Ozzy, more than any other metal frontman, has always been perfect at portraying a man bewildered with the absurdities of modern life (see “Iron Man,” “Hole In The Sky,” a zillion others) — and that bewilderment has only increased exponentially for Osbourne. And not just because he has gone from being a doddering young to a doddering old man — his journey from teenage roustabout to rock superstar to demonic heavy metal cretin to ridiculous reality television star has clearly left him broken and dazed. And while these might be bad things for most people, they are downright positives for Ozzy on this new record: when he intones, on the slightly Hendrix-goes-Blueshammer epic “Damaged Soul” “Religion won’t save me, the damage is done/The future has ended before it’s begun,” he manages to sound utterly believable without overdoing it or sounding theatrically agonized — it’s just his natural voice, and his natural sentiment.
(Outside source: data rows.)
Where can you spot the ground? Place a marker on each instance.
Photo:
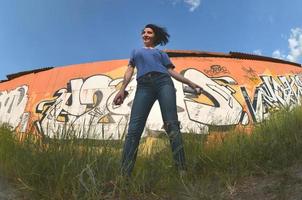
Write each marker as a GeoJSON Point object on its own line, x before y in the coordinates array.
{"type": "Point", "coordinates": [7, 192]}
{"type": "Point", "coordinates": [285, 184]}
{"type": "Point", "coordinates": [279, 185]}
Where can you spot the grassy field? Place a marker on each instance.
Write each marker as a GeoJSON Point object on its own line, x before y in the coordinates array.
{"type": "Point", "coordinates": [89, 169]}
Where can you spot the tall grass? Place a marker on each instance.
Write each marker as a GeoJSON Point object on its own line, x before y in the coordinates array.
{"type": "Point", "coordinates": [89, 169]}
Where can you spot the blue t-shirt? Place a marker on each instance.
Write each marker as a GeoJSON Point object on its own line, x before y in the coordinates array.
{"type": "Point", "coordinates": [149, 60]}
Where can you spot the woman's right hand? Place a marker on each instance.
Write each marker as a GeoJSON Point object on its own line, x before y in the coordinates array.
{"type": "Point", "coordinates": [119, 97]}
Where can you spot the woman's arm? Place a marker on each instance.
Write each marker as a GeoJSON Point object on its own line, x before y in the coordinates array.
{"type": "Point", "coordinates": [120, 96]}
{"type": "Point", "coordinates": [182, 79]}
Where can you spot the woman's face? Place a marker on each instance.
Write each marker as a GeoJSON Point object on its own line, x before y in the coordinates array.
{"type": "Point", "coordinates": [148, 37]}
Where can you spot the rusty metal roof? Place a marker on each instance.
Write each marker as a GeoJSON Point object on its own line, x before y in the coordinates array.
{"type": "Point", "coordinates": [12, 76]}
{"type": "Point", "coordinates": [184, 53]}
{"type": "Point", "coordinates": [236, 55]}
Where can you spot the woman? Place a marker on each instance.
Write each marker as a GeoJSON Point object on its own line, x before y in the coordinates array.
{"type": "Point", "coordinates": [154, 71]}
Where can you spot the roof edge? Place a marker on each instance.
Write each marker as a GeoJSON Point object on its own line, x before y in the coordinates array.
{"type": "Point", "coordinates": [16, 75]}
{"type": "Point", "coordinates": [231, 54]}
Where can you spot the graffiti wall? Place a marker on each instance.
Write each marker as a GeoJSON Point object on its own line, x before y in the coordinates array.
{"type": "Point", "coordinates": [77, 99]}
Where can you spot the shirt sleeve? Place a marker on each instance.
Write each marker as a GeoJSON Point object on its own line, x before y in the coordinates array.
{"type": "Point", "coordinates": [131, 60]}
{"type": "Point", "coordinates": [166, 60]}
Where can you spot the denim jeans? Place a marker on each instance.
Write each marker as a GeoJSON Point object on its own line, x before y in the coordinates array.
{"type": "Point", "coordinates": [152, 87]}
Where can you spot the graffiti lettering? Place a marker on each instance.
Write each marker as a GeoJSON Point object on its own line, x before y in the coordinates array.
{"type": "Point", "coordinates": [273, 94]}
{"type": "Point", "coordinates": [12, 106]}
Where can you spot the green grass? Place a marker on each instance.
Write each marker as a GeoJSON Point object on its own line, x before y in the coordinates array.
{"type": "Point", "coordinates": [89, 169]}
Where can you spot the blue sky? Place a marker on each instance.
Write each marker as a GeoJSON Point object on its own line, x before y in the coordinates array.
{"type": "Point", "coordinates": [45, 33]}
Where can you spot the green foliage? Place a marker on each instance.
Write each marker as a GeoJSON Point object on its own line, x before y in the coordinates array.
{"type": "Point", "coordinates": [69, 168]}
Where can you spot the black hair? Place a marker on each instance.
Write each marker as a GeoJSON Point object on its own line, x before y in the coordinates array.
{"type": "Point", "coordinates": [161, 34]}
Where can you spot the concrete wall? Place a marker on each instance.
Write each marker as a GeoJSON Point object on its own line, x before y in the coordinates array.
{"type": "Point", "coordinates": [237, 92]}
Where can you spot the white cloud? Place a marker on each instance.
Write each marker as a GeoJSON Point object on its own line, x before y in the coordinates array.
{"type": "Point", "coordinates": [295, 45]}
{"type": "Point", "coordinates": [278, 54]}
{"type": "Point", "coordinates": [193, 4]}
{"type": "Point", "coordinates": [258, 52]}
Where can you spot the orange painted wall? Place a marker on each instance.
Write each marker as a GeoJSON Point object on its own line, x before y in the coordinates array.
{"type": "Point", "coordinates": [245, 72]}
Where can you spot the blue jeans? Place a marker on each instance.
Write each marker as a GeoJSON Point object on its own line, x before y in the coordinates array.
{"type": "Point", "coordinates": [152, 87]}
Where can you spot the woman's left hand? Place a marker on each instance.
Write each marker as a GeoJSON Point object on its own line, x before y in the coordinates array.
{"type": "Point", "coordinates": [197, 88]}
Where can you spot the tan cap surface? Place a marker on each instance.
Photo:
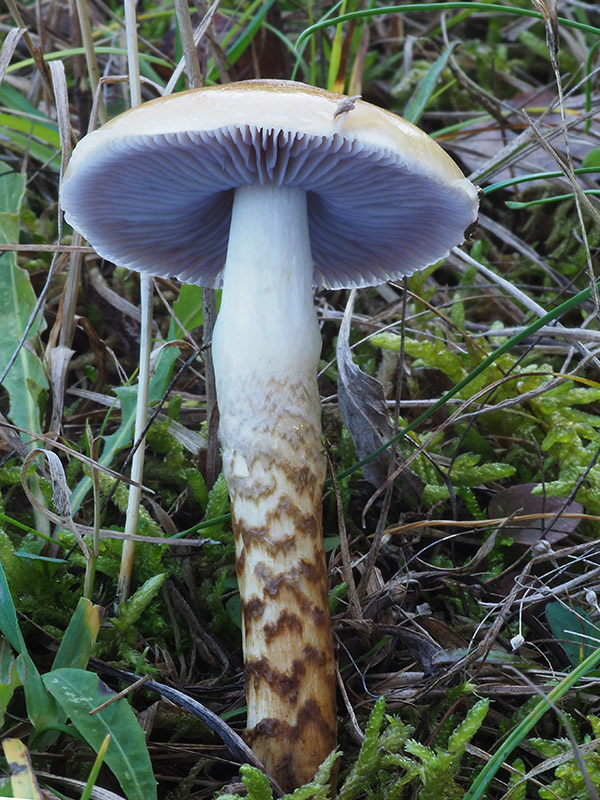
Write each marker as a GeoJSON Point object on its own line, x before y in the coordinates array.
{"type": "Point", "coordinates": [152, 189]}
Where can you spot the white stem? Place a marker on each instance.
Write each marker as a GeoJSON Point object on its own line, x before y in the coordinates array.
{"type": "Point", "coordinates": [266, 347]}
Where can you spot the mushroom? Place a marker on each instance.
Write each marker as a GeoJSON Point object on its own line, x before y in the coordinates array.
{"type": "Point", "coordinates": [270, 188]}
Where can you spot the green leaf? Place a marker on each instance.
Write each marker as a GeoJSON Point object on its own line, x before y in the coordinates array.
{"type": "Point", "coordinates": [12, 675]}
{"type": "Point", "coordinates": [41, 708]}
{"type": "Point", "coordinates": [188, 311]}
{"type": "Point", "coordinates": [79, 638]}
{"type": "Point", "coordinates": [26, 379]}
{"type": "Point", "coordinates": [123, 436]}
{"type": "Point", "coordinates": [417, 103]}
{"type": "Point", "coordinates": [80, 692]}
{"type": "Point", "coordinates": [132, 609]}
{"type": "Point", "coordinates": [573, 630]}
{"type": "Point", "coordinates": [592, 158]}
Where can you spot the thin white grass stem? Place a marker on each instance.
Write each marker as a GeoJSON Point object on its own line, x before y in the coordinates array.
{"type": "Point", "coordinates": [90, 55]}
{"type": "Point", "coordinates": [133, 64]}
{"type": "Point", "coordinates": [188, 45]}
{"type": "Point", "coordinates": [146, 287]}
{"type": "Point", "coordinates": [189, 42]}
{"type": "Point", "coordinates": [137, 463]}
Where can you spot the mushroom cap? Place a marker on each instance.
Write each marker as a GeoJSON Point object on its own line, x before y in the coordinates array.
{"type": "Point", "coordinates": [153, 189]}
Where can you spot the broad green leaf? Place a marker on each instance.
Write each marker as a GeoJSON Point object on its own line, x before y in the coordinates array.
{"type": "Point", "coordinates": [26, 380]}
{"type": "Point", "coordinates": [79, 638]}
{"type": "Point", "coordinates": [80, 692]}
{"type": "Point", "coordinates": [573, 630]}
{"type": "Point", "coordinates": [41, 708]}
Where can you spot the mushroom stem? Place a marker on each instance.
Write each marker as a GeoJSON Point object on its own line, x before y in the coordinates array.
{"type": "Point", "coordinates": [266, 346]}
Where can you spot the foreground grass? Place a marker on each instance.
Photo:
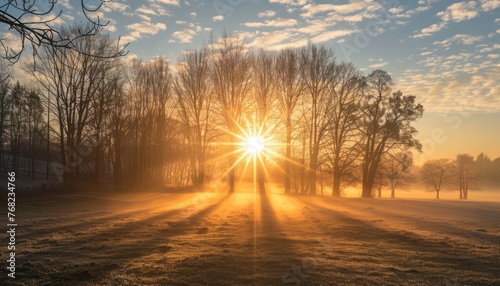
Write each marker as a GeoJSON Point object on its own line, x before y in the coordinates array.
{"type": "Point", "coordinates": [156, 238]}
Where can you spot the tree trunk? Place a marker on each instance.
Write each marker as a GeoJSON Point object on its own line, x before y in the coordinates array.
{"type": "Point", "coordinates": [288, 154]}
{"type": "Point", "coordinates": [336, 182]}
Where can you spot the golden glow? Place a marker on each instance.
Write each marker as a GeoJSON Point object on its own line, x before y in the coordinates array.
{"type": "Point", "coordinates": [255, 144]}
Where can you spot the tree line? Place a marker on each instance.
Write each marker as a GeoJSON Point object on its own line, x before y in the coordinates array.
{"type": "Point", "coordinates": [157, 122]}
{"type": "Point", "coordinates": [463, 174]}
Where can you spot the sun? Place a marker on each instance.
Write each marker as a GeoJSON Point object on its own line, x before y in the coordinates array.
{"type": "Point", "coordinates": [254, 144]}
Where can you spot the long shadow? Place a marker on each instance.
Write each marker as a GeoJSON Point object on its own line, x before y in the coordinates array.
{"type": "Point", "coordinates": [423, 260]}
{"type": "Point", "coordinates": [277, 254]}
{"type": "Point", "coordinates": [97, 255]}
{"type": "Point", "coordinates": [440, 227]}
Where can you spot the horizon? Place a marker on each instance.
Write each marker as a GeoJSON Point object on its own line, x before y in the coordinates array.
{"type": "Point", "coordinates": [440, 52]}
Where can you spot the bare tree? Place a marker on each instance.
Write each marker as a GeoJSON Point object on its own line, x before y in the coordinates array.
{"type": "Point", "coordinates": [230, 75]}
{"type": "Point", "coordinates": [318, 71]}
{"type": "Point", "coordinates": [385, 125]}
{"type": "Point", "coordinates": [464, 174]}
{"type": "Point", "coordinates": [152, 118]}
{"type": "Point", "coordinates": [435, 174]}
{"type": "Point", "coordinates": [4, 110]}
{"type": "Point", "coordinates": [397, 170]}
{"type": "Point", "coordinates": [74, 80]}
{"type": "Point", "coordinates": [263, 75]}
{"type": "Point", "coordinates": [35, 23]}
{"type": "Point", "coordinates": [194, 97]}
{"type": "Point", "coordinates": [344, 114]}
{"type": "Point", "coordinates": [289, 89]}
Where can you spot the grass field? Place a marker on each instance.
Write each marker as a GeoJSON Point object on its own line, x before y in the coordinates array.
{"type": "Point", "coordinates": [159, 238]}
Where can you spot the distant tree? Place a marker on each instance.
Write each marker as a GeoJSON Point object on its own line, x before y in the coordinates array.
{"type": "Point", "coordinates": [230, 75]}
{"type": "Point", "coordinates": [485, 169]}
{"type": "Point", "coordinates": [153, 124]}
{"type": "Point", "coordinates": [74, 79]}
{"type": "Point", "coordinates": [436, 174]}
{"type": "Point", "coordinates": [344, 114]}
{"type": "Point", "coordinates": [385, 124]}
{"type": "Point", "coordinates": [195, 101]}
{"type": "Point", "coordinates": [289, 89]}
{"type": "Point", "coordinates": [264, 98]}
{"type": "Point", "coordinates": [397, 170]}
{"type": "Point", "coordinates": [35, 23]}
{"type": "Point", "coordinates": [4, 108]}
{"type": "Point", "coordinates": [465, 176]}
{"type": "Point", "coordinates": [318, 72]}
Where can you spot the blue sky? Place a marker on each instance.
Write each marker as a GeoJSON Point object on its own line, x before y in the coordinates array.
{"type": "Point", "coordinates": [445, 52]}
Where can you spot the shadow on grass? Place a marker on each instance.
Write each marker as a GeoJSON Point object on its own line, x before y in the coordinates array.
{"type": "Point", "coordinates": [96, 250]}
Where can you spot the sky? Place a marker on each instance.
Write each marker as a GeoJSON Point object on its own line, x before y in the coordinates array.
{"type": "Point", "coordinates": [447, 53]}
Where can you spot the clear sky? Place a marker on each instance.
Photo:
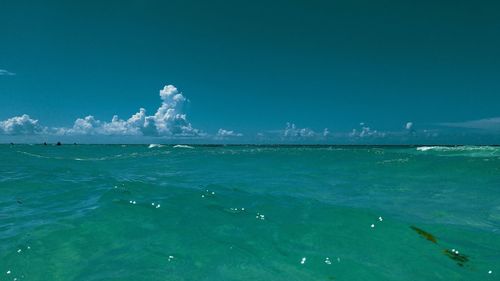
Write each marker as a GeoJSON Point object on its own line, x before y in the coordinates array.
{"type": "Point", "coordinates": [393, 71]}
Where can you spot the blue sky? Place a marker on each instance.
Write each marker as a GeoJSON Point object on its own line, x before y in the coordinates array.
{"type": "Point", "coordinates": [251, 67]}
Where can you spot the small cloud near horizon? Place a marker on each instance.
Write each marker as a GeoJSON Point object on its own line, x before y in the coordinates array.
{"type": "Point", "coordinates": [4, 72]}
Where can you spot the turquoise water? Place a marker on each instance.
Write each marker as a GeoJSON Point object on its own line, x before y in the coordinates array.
{"type": "Point", "coordinates": [132, 212]}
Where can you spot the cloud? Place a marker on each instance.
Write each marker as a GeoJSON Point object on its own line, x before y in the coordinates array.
{"type": "Point", "coordinates": [167, 121]}
{"type": "Point", "coordinates": [20, 125]}
{"type": "Point", "coordinates": [4, 72]}
{"type": "Point", "coordinates": [487, 124]}
{"type": "Point", "coordinates": [226, 133]}
{"type": "Point", "coordinates": [291, 131]}
{"type": "Point", "coordinates": [365, 132]}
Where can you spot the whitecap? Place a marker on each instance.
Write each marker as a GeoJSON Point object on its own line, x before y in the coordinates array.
{"type": "Point", "coordinates": [183, 146]}
{"type": "Point", "coordinates": [153, 145]}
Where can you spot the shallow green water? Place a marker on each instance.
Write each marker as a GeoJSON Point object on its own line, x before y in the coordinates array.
{"type": "Point", "coordinates": [249, 213]}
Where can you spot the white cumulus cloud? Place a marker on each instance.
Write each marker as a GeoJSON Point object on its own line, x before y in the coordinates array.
{"type": "Point", "coordinates": [364, 131]}
{"type": "Point", "coordinates": [291, 131]}
{"type": "Point", "coordinates": [168, 120]}
{"type": "Point", "coordinates": [227, 133]}
{"type": "Point", "coordinates": [20, 125]}
{"type": "Point", "coordinates": [4, 72]}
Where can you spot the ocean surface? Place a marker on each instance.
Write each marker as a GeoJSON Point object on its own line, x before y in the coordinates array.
{"type": "Point", "coordinates": [139, 212]}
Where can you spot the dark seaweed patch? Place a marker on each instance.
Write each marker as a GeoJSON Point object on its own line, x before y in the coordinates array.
{"type": "Point", "coordinates": [454, 255]}
{"type": "Point", "coordinates": [424, 234]}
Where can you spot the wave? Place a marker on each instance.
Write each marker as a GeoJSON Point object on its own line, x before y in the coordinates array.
{"type": "Point", "coordinates": [467, 150]}
{"type": "Point", "coordinates": [183, 146]}
{"type": "Point", "coordinates": [153, 145]}
{"type": "Point", "coordinates": [458, 148]}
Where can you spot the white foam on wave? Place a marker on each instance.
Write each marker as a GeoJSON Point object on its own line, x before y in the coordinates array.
{"type": "Point", "coordinates": [458, 148]}
{"type": "Point", "coordinates": [183, 146]}
{"type": "Point", "coordinates": [425, 148]}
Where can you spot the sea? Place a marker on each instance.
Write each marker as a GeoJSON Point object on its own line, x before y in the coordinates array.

Nowhere is Ozzy’s elderly torment more eloquently stated than the album centerpiece “Live Forever.” To quote again: “I may be dreaming or whatever, watching my life go by/And I don’t want to live forever, but I don’t want to die.” This type of sentiment may have seemed ponderous coming from his lips when he was a degenerate coke-hoover in his 20s; but as he nears 70, and is clearly in the grips of total senility, hearing this sort of thing so powerfully presented gives one shivers. Of course those that have lived long lives have forceful feelings to share, but it’s so rarely done so eloquently on such a large stage.